Kyle McGrogan, Software Developer

Have you identified any areas in your work that have been fast-tracked or accelerated with quicker input/output time compared to pre-pandemic structure?

From a developer point of view, we’ve created a whole new ticket type for fast tracking work. Our normal flow puts us through a test environment, but now we usually go straight to production. This felt odd at first and took some getting used to.

What is one silver lining you have noticed amongst all the uncertainty and unrest?

One silver lining I’ve noticed is that a lot of red tape got cut away. People are focusing on what we need to do to get care to the people who need it most. I think everyone realized there was a need and started asking, “How can we actually do this?” For instance, integrating with Lancaster General Hospital usually would’ve taken 1-2 months to get approval up the chain whereas now, it happened in a week. Everyone’s coming together to recognize that need for care and how we can get things done quickly.

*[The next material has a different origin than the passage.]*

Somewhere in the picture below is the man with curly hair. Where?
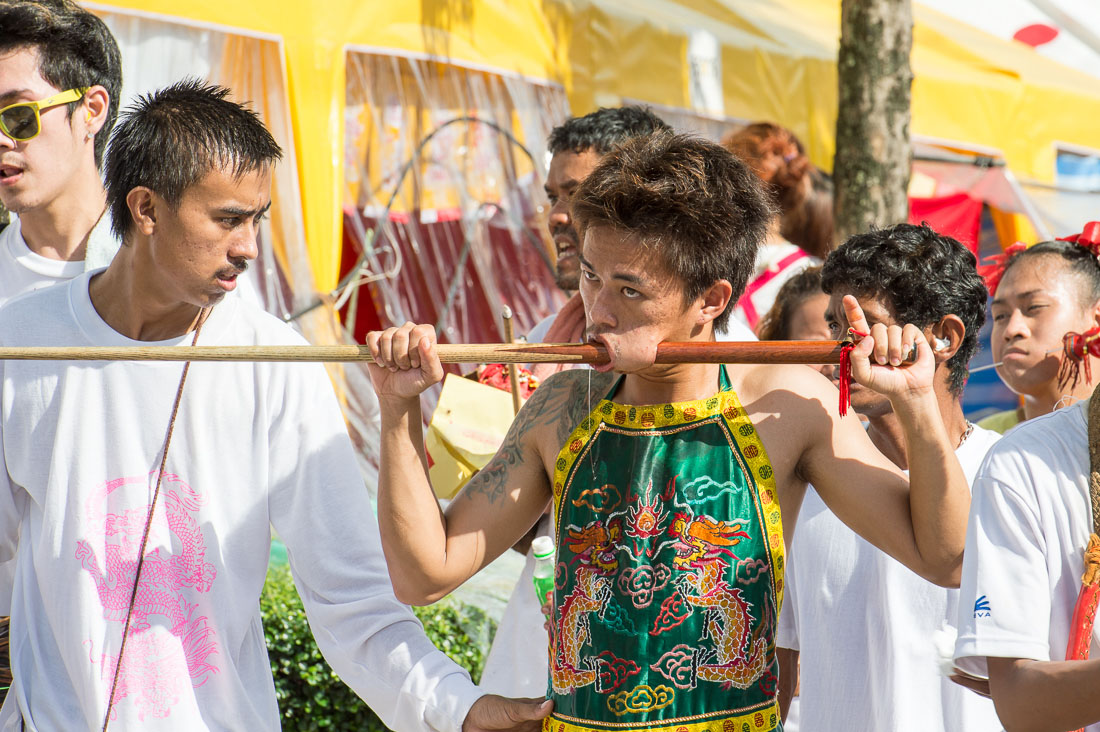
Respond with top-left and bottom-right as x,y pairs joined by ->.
779,223 -> 1001,732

Michael Kopinsky, Engineering Lead

Shifting to remote work - how has the operational response and needs of HUP & other clients impacted your work? What does your “new normal” look like?

Since we already had occasional remote work we had the tools in place in terms of Slack and Zoom and knowing how to communicate with each other. Our COVID Watch program would normally have taken a few months of working with stakeholders, clinical partners, implementation, and product development, but it took 2.5 weeks instead. In the past we’ve had to scramble to get things done, but now the order of magnitude speeds up the process. For example, decisions we would have agonized over, now due to time constraints we go forward with what works. And we find solutions that don’t put our other projects at risk.

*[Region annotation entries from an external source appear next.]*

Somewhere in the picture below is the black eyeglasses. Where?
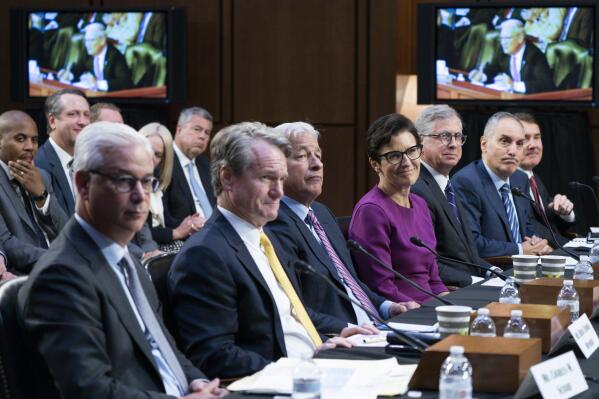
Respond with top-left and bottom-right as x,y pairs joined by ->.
88,170 -> 160,193
379,144 -> 422,165
422,132 -> 468,145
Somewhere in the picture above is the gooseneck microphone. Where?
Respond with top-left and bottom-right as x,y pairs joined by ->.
512,187 -> 580,261
294,259 -> 428,352
347,240 -> 455,305
410,236 -> 518,284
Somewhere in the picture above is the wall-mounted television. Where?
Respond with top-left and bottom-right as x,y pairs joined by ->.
11,7 -> 185,102
418,0 -> 599,106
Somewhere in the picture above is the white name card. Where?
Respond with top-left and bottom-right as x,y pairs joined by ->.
568,313 -> 599,359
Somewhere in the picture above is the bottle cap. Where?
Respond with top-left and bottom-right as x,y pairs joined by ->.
449,345 -> 464,355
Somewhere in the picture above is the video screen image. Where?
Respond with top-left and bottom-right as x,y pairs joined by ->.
435,7 -> 595,101
27,11 -> 168,98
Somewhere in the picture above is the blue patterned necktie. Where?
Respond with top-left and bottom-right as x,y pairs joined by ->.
499,183 -> 522,243
445,180 -> 461,222
187,162 -> 217,219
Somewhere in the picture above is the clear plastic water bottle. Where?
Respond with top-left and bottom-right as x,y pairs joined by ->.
574,255 -> 593,280
557,280 -> 580,322
503,309 -> 530,338
291,353 -> 322,399
439,346 -> 472,399
499,277 -> 520,304
470,308 -> 497,337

Has your work become more meaningful in any way?

We have always done a combination of research and clinical work. With COVID Watch, we are much closer to patients and patient-specific needs. Normally we’re looking for an elegant solution that meets lots of people’s needs, or we stop to consider heavily what clinicians and patients want. Now it’s more like, “Here’s the specific problem these people are having, and how do we solve it?” In the past we haven’t really been involved in running programs. We just support the program and help it launch. With COVID Watch, we’re intimately involved with tracking data daily and closely monitoring what our patients are doing. We can say they’re our patients when in the past they’ve been likened to our “customers.” It’s definitely more meaningful.

Mohan Balachandran, COO

If the economy takes a serious hit, how does it impact our customers?

The economy has already taken a serious hit. Way to Health is part of Penn Medicine so anything that impacts Penn Med will impact us as well. Budgets are constrained across the board. Health care is an essential service. It’s not like you can put off chemotherapy infusions or CABG surgeries indefinetely. So we can now see gradual recovery as patient volumes come back up to pre-COVID levels.

We have two sets of customers - researchers and health care organizations. Research has definitely been impacted with studies paused but are now restarting. Clinical projects have accelerated quite a bit as remote monitoring and telemedicine have taken off. Both were severely impacted over the past few months but they seem to be recovering slowly but surely.

What big opportunities exist for W2H born out of this situation?

As I mentioned earlier, COVID has accelerated the need and support for telemedicine and remote monitoring efforts. We have been working on ways to automate results reporting, especially negatives to reduce the burden on nursing staff. With the University reopening, we expect the volumes to jump dramatically. All of our existing projects are ramping up faster and we have a large set of incoming projects.

Given those changes, we expect that we will be more closely linked to the electronic health record. The intent here is for us to be working in the background so that clinicians don’t have to worry about logging into one more system. We are also increasingly working closer with clinical and research teams on program design given the vast amount of experience we have with the variety of programs we work with.